Required packages: bold
, seqinr
, tidyverse
, optparse
Retrieves Cytochrome c oxidase subunit I sequences from BOLD (Barcode Of Life Data System).
Arguments:
-i
: Path to species xlsx file. Must have a "Species" column.
-g
: Group to subset.
-o
: Directory to save sequences in.
-m
: Max number of sequences per species to retrieve. Defaults to all.
Example use:
Navigate to the zooplankton_barcode directory in a terminal, and run:
Rscript get_bold_seqs.R -i data/species.xlsx -o test_out -g Salpida -m 1
To view help, run:
Rscript get_bold_seqs.R -h
Sequences will be named SPECIES_NAME|SUBSPECIES_NAME|MARKER_GENE|SAMPLE_ID|PROCESS_ID
. Individual sequences will be stored in an individual_seqs
folder within the -o
directory, and concatenated in a file GROUP_NAME_combined_seqs.fasta
.
Download MEGA 11 from https://www.megasoftware.net/.
- Open a combined sequence file with "File" -> "Open a File/Session".
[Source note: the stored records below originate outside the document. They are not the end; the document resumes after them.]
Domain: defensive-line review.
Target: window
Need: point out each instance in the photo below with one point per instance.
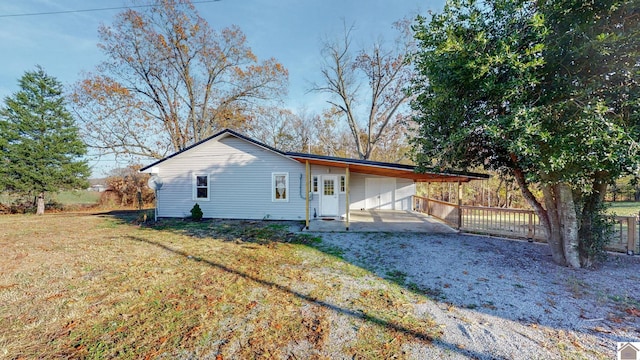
(280, 186)
(200, 187)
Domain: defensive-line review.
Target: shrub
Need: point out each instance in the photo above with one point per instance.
(196, 213)
(127, 183)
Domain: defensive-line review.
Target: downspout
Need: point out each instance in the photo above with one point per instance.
(307, 194)
(346, 190)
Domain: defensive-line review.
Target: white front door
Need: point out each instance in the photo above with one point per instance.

- Select `GROUPNAME_combined_seqs.fn' file.
- Choose "Align"
- Align with "Alignment" -> "Align by ClustalW"
- Choose "OK" when prompted to select all.
- Leave default options, then "OK".
- Once the alignment finishes, delete overhanging sequences.
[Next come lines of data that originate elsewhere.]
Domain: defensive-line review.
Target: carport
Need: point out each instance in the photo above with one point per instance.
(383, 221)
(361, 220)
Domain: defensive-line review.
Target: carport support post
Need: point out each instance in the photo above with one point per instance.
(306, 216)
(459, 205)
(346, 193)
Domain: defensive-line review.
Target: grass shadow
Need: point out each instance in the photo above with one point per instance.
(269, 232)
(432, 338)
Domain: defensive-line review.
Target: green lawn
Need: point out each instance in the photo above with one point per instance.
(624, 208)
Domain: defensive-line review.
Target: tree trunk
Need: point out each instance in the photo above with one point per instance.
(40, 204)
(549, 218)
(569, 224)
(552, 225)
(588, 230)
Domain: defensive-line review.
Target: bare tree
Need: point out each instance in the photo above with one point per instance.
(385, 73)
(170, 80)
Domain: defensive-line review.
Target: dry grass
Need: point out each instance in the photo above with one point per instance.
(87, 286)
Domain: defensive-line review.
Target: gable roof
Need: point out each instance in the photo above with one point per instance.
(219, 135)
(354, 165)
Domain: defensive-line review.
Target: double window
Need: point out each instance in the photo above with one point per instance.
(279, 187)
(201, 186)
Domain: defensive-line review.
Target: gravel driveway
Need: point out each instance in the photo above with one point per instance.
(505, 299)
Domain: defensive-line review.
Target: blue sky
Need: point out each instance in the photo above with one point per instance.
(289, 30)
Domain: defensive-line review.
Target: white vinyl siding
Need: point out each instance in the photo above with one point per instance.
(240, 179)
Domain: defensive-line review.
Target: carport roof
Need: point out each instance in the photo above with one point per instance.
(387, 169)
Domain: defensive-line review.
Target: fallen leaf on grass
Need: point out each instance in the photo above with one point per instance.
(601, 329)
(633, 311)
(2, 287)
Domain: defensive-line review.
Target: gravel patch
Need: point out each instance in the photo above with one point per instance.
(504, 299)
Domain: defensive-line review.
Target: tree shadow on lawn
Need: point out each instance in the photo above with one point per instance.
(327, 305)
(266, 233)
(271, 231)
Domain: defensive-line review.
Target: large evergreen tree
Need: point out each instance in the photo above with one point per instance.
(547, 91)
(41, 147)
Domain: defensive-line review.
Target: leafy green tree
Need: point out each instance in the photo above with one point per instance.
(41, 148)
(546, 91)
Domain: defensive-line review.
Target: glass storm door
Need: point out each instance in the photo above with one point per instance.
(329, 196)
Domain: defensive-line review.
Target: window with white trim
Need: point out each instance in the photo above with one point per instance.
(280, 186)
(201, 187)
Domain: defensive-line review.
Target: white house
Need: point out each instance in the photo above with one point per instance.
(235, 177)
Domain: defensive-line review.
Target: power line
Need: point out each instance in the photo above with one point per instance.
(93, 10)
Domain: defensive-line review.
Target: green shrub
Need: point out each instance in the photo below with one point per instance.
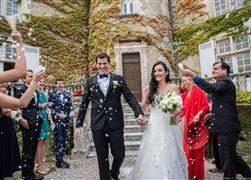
(244, 113)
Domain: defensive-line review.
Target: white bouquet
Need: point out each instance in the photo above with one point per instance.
(171, 102)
- Save alignment as a '.mas' file.
- Close alignment window.
- Open the '.mas' file, choose "Analyze".
- Yes to protein coding.
- "Models" -> "Find Best Protein/DNA Model"
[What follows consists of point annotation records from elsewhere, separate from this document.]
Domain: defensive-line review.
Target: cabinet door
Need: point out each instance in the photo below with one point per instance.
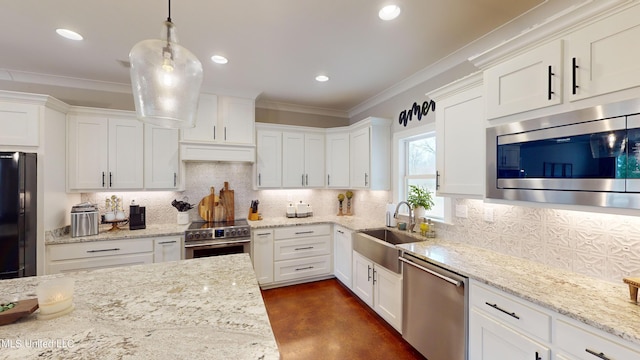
(603, 58)
(125, 154)
(262, 255)
(314, 160)
(388, 296)
(161, 163)
(343, 253)
(88, 151)
(529, 81)
(167, 249)
(206, 121)
(359, 158)
(460, 144)
(293, 175)
(237, 119)
(490, 340)
(19, 124)
(269, 159)
(337, 160)
(362, 278)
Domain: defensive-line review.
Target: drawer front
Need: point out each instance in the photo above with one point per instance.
(302, 268)
(102, 262)
(302, 231)
(98, 248)
(301, 248)
(586, 344)
(512, 312)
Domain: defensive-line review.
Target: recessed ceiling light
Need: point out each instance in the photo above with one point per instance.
(71, 35)
(389, 12)
(219, 59)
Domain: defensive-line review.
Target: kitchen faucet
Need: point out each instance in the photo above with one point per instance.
(395, 214)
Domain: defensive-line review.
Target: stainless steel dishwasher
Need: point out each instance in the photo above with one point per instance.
(434, 309)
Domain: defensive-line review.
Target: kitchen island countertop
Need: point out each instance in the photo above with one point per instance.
(209, 308)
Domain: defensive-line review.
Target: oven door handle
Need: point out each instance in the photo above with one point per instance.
(216, 243)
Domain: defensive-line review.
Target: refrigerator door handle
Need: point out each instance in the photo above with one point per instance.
(21, 203)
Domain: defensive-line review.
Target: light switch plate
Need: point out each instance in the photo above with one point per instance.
(488, 214)
(462, 211)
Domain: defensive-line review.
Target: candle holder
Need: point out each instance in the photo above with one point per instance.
(55, 298)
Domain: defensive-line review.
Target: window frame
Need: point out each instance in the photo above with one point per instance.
(400, 167)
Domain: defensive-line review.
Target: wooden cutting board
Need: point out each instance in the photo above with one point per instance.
(206, 207)
(22, 309)
(227, 200)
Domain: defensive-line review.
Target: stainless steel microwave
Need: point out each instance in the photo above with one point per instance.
(585, 157)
- The model with the lowest BIC score is the best fit. Note any "+" items in the name, and their parameter values. E.g. +G means gamma distributed rate, with parameter value in a (+G) column.
- "Distance" -> "Compute Pairwise Distances"
- Use active data. Use ~300 bootstrap replicates, and the best fit model (with gamma distributed rates if applicable).